Cerca de 50 homens de cada lado. Homens preparados para lutar, para matar. Vindos de lugares diferentes. O que eles têm em comum é que são loucos por futebol. O clima deveria ser natalino, mas as circunstâncias os colocaram em campos opostos. O lugar onde se encontram é terra de ninguém. Se aqueles guerreiros forem seguir as ordens de seus líderes, vão se matar. O apito soa em algum lugar. O que eles fazem?

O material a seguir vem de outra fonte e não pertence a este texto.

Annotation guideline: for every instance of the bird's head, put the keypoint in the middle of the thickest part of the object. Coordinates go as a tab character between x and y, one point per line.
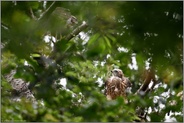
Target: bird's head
117	72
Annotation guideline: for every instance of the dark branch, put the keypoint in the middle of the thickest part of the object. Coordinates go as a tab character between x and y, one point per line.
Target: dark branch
76	31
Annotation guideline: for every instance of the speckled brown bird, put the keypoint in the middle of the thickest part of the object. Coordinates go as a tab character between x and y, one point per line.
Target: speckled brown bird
116	85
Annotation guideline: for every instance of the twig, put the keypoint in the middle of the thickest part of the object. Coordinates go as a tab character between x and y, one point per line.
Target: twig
32	14
46	11
144	87
76	31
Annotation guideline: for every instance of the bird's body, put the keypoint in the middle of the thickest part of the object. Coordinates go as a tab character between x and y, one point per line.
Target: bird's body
116	85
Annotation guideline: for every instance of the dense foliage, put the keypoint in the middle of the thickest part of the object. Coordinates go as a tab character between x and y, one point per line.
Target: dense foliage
144	39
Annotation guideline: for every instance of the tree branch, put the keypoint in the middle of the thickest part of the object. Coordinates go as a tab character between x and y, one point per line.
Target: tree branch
48	10
75	32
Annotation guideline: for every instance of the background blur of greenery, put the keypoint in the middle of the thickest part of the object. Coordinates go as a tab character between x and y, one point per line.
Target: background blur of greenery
151	32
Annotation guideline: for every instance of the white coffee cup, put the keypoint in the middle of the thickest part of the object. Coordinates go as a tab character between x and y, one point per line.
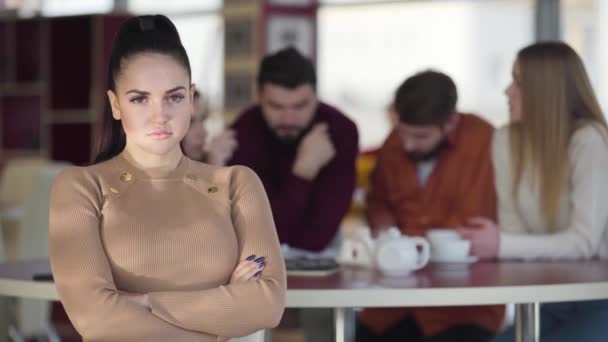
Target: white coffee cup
450	250
439	235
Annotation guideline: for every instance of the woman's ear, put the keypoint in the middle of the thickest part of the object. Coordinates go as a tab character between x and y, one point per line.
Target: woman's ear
114	104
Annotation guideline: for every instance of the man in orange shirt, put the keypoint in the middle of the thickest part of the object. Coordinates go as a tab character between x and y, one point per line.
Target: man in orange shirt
433	171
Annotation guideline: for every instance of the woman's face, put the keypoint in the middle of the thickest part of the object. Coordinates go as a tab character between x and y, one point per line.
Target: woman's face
153	99
513	93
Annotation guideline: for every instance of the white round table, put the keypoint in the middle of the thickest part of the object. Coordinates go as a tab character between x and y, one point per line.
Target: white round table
524	283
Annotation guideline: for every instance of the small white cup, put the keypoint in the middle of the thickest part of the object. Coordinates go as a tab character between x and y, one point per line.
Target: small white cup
450	250
440	235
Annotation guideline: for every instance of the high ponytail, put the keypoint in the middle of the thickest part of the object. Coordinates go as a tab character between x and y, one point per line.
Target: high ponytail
147	33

Eles se divertem com a bola improvisada e chutam e brincam de marcar gols e de dar passes e de driblar. Eles são soldados alemães, de um lado, e soldados ingleses, do outro. Ninguém perde, todos ganham. Depois de uma meia hora de brincadeira são convocados a voltar para as trincheiras. Era 25 de dezembro de 1915 e a Primeira Guerra Mundial ainda iria matar a maioria deles. Mas, naquela improvável confraternização de Natal, eles foram felizes.

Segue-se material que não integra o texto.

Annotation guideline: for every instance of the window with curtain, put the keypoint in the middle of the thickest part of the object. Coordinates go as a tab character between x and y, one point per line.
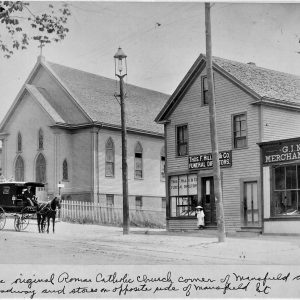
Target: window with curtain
240	131
138	161
138	202
65	170
204	85
182	140
19	169
40	168
109	158
286	190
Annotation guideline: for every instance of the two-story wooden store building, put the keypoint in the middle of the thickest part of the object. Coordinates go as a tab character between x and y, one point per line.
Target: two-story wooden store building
255	108
65	126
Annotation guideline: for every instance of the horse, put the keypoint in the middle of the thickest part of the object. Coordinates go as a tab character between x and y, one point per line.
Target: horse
47	211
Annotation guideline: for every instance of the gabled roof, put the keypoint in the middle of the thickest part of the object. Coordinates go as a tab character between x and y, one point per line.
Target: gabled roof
95	95
36	93
263	84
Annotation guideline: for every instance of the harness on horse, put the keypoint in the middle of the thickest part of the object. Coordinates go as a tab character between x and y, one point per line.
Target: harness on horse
45	208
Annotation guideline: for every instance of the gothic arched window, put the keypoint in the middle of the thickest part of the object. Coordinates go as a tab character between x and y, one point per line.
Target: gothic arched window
19	142
109	158
40	168
138	161
19	169
65	170
162	163
41	139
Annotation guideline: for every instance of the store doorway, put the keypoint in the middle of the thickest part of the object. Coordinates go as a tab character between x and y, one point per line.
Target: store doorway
251	204
208	200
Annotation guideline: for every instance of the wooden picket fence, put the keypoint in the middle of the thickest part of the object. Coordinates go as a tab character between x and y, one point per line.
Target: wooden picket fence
92	213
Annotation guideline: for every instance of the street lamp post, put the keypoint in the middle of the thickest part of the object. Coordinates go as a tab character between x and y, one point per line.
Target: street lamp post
121	72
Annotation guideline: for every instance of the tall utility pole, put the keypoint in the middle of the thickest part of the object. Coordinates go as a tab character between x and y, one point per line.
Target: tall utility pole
121	72
213	129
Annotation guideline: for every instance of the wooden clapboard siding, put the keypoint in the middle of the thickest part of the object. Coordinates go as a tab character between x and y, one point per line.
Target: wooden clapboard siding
280	123
230	100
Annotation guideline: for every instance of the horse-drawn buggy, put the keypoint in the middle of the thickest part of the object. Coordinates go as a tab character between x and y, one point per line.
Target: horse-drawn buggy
18	200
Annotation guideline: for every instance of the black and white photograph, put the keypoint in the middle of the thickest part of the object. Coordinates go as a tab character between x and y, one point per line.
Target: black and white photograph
149	149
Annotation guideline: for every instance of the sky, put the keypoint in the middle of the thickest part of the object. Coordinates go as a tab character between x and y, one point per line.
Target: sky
161	40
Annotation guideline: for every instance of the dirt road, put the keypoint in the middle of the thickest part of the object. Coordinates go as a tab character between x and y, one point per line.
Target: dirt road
94	244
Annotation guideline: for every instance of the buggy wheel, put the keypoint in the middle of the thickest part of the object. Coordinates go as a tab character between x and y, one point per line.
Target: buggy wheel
21	223
43	226
2	218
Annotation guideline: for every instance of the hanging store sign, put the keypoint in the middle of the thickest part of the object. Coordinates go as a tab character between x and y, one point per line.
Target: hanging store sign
204	161
183	185
281	152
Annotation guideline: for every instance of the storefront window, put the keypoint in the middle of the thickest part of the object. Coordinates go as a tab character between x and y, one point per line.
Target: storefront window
286	193
183	195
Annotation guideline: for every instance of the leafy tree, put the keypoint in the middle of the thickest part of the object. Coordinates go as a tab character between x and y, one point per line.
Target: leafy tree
21	25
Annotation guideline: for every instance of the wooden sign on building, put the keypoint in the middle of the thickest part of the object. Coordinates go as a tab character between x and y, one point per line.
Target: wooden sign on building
204	161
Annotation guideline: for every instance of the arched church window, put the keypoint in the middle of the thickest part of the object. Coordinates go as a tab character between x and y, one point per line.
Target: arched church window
65	170
41	139
40	168
109	158
19	169
19	142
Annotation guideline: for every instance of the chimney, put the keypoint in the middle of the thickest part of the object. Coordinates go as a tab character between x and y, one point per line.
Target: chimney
41	58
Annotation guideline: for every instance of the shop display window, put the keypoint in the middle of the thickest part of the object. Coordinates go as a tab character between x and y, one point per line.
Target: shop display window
286	191
183	195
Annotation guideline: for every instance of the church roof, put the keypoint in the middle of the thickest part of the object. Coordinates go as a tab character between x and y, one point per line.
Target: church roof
263	84
95	95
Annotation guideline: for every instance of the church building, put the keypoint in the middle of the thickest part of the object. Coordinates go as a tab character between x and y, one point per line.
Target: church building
64	129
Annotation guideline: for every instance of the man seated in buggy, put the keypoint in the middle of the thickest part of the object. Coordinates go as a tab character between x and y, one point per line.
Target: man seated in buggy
29	197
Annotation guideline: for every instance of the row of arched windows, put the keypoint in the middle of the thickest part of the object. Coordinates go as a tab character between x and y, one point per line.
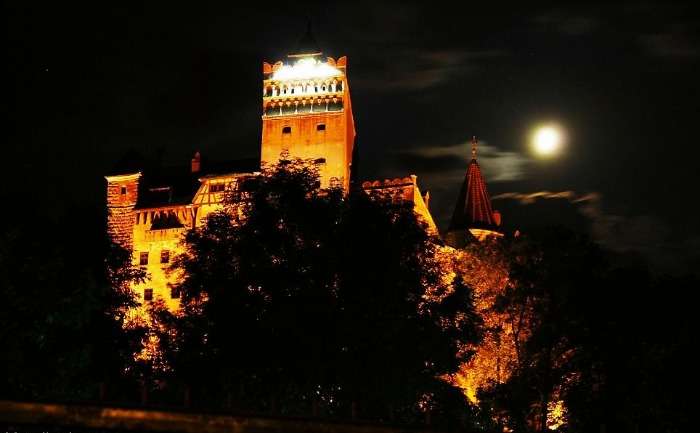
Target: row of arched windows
303	88
301	107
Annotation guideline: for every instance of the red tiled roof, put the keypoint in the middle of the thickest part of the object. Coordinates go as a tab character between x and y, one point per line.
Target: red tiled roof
473	208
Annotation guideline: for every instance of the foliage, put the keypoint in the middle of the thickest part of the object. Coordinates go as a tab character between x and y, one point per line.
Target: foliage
599	340
62	312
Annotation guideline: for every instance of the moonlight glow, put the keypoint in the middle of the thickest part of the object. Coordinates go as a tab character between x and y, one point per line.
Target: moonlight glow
547	141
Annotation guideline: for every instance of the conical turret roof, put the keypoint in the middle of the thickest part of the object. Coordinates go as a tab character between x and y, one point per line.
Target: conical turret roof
473	209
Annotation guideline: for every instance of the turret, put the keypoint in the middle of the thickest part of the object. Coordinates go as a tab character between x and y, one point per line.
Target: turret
473	218
307	112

Quem deu a ordem para a brincadeira acabar foi o major britânico, que ordenou o retorno da tropa para a trincheira lembrando, aos gritos, que estavam lá para matar os alemães, não para fazer amizade com eles. Ele usou uma palavra bem mais forte que "alemães".
Não há registros oficiais dessa partida, mas houve relatos dos participantes. A "trégua de 1915" está nos livros de História, não é um conto de Natal. Um dos boleiros acabou conhecido por ter vivido muito. Viveu para contar. E por ter feito um relato singelo daquele Natal. Acho a forma como ele se manifestou, já centenário e vivendo em uma casa de repouso, encantadora.

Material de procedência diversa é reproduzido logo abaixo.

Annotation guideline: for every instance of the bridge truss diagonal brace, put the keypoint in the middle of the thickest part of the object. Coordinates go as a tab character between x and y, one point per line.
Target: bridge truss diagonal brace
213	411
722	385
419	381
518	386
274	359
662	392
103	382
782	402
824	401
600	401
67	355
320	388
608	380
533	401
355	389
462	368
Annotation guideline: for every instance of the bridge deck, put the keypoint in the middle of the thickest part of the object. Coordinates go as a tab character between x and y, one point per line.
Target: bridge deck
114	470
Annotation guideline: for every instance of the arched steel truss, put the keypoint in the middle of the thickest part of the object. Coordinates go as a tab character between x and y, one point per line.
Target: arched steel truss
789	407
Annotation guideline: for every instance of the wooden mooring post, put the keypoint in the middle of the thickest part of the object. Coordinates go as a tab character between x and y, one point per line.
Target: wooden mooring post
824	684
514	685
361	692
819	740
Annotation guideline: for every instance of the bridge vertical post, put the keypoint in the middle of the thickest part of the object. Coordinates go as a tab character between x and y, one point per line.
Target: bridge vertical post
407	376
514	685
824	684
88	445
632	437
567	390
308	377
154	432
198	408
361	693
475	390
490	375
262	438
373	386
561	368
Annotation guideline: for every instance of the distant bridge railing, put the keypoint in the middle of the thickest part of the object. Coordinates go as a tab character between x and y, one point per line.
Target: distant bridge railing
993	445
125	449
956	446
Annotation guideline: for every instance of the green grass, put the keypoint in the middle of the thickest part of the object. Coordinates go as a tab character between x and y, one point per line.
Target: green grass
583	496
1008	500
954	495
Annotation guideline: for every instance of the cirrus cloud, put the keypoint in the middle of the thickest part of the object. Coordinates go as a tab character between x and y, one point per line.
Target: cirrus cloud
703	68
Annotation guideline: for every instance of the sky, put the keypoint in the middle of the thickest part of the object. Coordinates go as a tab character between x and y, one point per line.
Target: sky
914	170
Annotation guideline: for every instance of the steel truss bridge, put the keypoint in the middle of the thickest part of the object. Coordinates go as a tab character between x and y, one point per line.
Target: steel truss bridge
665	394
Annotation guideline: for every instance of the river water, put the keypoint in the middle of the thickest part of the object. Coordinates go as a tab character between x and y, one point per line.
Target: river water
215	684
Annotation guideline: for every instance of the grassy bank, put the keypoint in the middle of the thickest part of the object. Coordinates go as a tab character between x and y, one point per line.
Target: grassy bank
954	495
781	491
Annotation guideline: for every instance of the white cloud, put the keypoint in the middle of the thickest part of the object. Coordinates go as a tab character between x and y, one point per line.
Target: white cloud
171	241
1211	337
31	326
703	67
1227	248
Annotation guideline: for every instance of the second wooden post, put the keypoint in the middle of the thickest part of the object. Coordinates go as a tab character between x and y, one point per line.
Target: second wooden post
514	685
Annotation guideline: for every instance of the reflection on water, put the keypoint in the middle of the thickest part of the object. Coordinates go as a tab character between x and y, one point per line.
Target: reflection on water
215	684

O inglês Bertie Felstead era um rapazola lançado pela guerra em território francês para enfrentar os alemães como membro do corpo de fuzileiros. Ele se juntou ao grupo que saiu da vala cavada no chão e se aproximou do inimigo para a pelada improvisada. Não foi uma partida, contou ele, afinal eram homens demais no mesmo campo. Qual campo? Aquela faixa de terra entre as trincheiras, a chamada terra de ninguém, onde nenhum soldado se arriscava a andar porque isso significava se colocar no alvo do inimigo. Comentário de Bertie sobre os adversários: "Os alemães foram legais".
A Primeira Guerra Mundial começou em 1914 e até acabar, em 1918, matou 16 milhões de pessoas. Ainda teve um epílogo, a Segunda Guerra Mundial, que arrebentou cerca de 20 anos depois e matou outros 60 milhões de pessoas. Naquele Natal de 1915, houve tréguas improvisadas e informais ao longo das frentes de batalha. Bertie Felstead se lembrava de que, na noite de 24 de dezembro, ele e seus colegas ouviram canções de Natal vindo do lado alemão e responderam cantando também. Ao longo do dia 25, soldados dos dois lados se arriscaram a sair da trincheira e, quando os inimigos se encontravam, havia apertos de mão. Trocaram pequenos presentes, como alimento e jornais velhos. Isso teria acontecido em vários pontos da linha de frente. Foi assim que surgiu a pelada inesquecível. Ao longo de 1915 os soldados viram tanta carnificina que não lhes restou espírito para novas tréguas. Não haveria mais intervalos na "guerra para acabar com todas as guerras".
Bertie foi o último "boleiro" daquela pelada. Morreu em 2001, aos 106 anos. Não passou de soldado raso. Seguiu a vida como operário. Referiu-se a si mesmo como "um homem médio". Seu obituário foi publicado pelos grandes jornais do mundo por ter jogado aquela partida, aquela ingênua rebelião do futebol contra a violência. Leitura altamente recomendável para alguns grupos de torcedores brasileiros.